It is currently Fri Jul 28, 2017 4:45 am

All times are UTC - 5 hours [ DST ]




Post new topic Reply to topic  [ 9 posts ] 
Author Message
 Post subject: Smokebox Interior Protection
PostPosted: Thu Jan 05, 2017 8:53 pm 

Joined: Fri Aug 27, 2004 7:57 am
Posts: 2353
Location: Faulkland, Delaware
Hello Friends,

I'm interested in hearing what, if anything, you are doing to prevent deterioration of the interior of you coal-burning steam locomotive's smoke box. I can't imagine coatings service more harsh than the interior of a smokebox of a working steam locomotive.

Thanks,

_________________
Tom Gears
Wilmington, DE

If you can't fix it with a hammer, you've got an electrical problem.


Offline
 Profile  
 
 Post subject: Re: Smokebox Interior Protection
PostPosted: Fri Jan 06, 2017 1:55 pm 

Joined: Tue Sep 14, 2004 7:52 am
Posts: 1218
Location: Strasburg, PA
I know of no way to protect the smokebox in operation, and by rights it is under the least attack while in operation anyway. Allowing the smokebox interior to be wet while in storage is the kiss of death for corrosion. Cleaning out piles of soot and capping the stack if left outside will make all the difference.

_________________
"It was not easy to convince Allnutt. All his shop training had given him a profound prejudice against inexact work, experimental work, hit-or-miss work."
C. S. Forester

Strasburg Rail Road Mechanical Department


Offline
 Profile  
 
 Post subject: Re: Smokebox Interior Protection
PostPosted: Fri Jan 06, 2017 4:06 pm 

Joined: Mon Aug 23, 2004 9:37 pm
Posts: 242
Location: Niles Canyon Railway, near Sunol, CA
Smokeboxes get hot inside and out. Regular paint cooks off.
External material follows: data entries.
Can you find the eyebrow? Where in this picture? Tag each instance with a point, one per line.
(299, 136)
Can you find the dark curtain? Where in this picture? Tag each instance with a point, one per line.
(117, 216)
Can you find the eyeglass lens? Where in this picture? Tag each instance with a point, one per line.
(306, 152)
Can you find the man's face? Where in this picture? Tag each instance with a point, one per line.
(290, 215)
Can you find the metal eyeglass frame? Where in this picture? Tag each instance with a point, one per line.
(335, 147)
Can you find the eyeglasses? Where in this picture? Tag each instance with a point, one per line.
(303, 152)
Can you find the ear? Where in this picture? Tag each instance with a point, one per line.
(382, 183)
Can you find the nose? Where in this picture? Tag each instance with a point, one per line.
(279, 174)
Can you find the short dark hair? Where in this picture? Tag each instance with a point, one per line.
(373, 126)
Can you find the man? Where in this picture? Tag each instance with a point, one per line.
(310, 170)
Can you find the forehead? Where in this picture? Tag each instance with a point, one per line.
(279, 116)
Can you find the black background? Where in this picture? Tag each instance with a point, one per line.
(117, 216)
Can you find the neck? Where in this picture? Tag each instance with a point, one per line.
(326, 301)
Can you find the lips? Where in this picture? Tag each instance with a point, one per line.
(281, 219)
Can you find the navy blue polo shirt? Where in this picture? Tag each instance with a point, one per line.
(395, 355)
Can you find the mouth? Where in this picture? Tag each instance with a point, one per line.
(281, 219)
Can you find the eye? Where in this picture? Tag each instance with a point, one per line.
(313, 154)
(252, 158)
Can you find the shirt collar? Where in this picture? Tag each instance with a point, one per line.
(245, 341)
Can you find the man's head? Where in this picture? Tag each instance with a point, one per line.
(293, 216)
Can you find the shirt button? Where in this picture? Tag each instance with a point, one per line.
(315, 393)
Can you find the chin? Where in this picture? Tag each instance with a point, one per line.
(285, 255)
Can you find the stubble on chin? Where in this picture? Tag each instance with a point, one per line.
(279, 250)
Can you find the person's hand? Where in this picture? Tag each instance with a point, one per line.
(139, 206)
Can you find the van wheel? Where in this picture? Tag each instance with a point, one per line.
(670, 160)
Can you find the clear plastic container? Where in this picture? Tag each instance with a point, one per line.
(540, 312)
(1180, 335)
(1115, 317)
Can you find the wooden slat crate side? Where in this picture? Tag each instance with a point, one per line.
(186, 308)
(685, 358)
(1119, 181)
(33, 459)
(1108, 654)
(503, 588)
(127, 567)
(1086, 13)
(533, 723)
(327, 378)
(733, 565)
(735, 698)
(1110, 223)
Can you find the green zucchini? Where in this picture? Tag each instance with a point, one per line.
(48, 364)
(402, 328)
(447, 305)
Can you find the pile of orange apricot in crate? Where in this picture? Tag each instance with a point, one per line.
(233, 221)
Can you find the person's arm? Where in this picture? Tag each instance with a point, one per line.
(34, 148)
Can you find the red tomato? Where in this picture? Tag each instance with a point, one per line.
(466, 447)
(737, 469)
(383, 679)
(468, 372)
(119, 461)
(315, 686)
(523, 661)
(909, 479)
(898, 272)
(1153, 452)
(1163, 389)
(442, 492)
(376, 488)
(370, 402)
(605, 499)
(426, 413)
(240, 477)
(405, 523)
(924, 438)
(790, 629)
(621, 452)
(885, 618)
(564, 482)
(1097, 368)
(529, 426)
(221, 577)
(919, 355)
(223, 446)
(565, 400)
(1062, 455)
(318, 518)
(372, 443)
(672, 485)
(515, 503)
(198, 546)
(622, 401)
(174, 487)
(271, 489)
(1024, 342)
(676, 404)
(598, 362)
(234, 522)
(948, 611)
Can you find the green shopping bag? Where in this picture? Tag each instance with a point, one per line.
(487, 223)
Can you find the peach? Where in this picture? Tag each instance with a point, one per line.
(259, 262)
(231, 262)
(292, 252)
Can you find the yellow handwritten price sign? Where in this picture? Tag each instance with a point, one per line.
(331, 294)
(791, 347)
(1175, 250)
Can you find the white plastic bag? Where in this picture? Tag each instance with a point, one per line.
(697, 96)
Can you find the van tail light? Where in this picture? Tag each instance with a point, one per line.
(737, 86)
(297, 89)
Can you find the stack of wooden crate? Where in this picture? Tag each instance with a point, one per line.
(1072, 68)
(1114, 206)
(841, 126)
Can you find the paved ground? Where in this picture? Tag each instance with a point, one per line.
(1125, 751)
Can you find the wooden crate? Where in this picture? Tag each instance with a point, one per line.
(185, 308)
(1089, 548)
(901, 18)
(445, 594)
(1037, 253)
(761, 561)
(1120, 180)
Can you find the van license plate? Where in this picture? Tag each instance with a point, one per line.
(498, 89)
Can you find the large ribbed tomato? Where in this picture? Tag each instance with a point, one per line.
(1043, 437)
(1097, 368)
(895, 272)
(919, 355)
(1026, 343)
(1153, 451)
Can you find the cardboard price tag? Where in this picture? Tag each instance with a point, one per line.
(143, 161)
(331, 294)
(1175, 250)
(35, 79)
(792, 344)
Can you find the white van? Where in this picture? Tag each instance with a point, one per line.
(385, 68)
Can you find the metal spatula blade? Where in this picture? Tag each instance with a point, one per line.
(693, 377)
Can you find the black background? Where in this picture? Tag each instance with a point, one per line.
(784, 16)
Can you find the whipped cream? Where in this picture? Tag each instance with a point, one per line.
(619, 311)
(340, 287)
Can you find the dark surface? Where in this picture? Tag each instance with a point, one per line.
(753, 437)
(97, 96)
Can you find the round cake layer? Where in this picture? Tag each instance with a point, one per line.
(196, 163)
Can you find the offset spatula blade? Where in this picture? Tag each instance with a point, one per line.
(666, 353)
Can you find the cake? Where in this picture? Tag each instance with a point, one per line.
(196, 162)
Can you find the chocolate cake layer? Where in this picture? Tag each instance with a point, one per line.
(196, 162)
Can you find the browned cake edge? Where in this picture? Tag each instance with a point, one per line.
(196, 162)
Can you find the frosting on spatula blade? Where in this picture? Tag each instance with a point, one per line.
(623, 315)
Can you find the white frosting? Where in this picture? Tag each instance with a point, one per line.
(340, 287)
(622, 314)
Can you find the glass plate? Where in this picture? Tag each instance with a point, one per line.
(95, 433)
On SP 2472 (an oil burner), the smokebox exterior was painted with high-temp aluminum paint directly onto "bare" (well, at least thoroughly wirebrushed) steel. We used Hy-Tech INSL-X Hi-Temp #AL-2402 http://www.hytechsales.com/prod2402.html. It is expensive. The smokebox exterior was painted was 11 years ago, and the paint has has held up in both service and continuous outdoor storage. The biggest problem we had is that Hy-Tech shipped the 1-gallon cans in flimsy cardboard boxes with only thin styrofoam padding at the ends. Result: Every shipment arrived with at least one can - sometimes every can - dented and leaking. (I don't know if Hy-Tech has since improved their shipment packaging...)

The silver paint on the smokebox sides was overcoated with traditional graphite paint. SP applied graphite paint to directly to hot surfaces such as smokebox exteriors and firebox exteriors. This looks nice so long as the engine stays hot most of the time. But graphite paint alone does not provide much rust protection when the boiler is cold. Hence the use of high-temp aluminum paint underneath.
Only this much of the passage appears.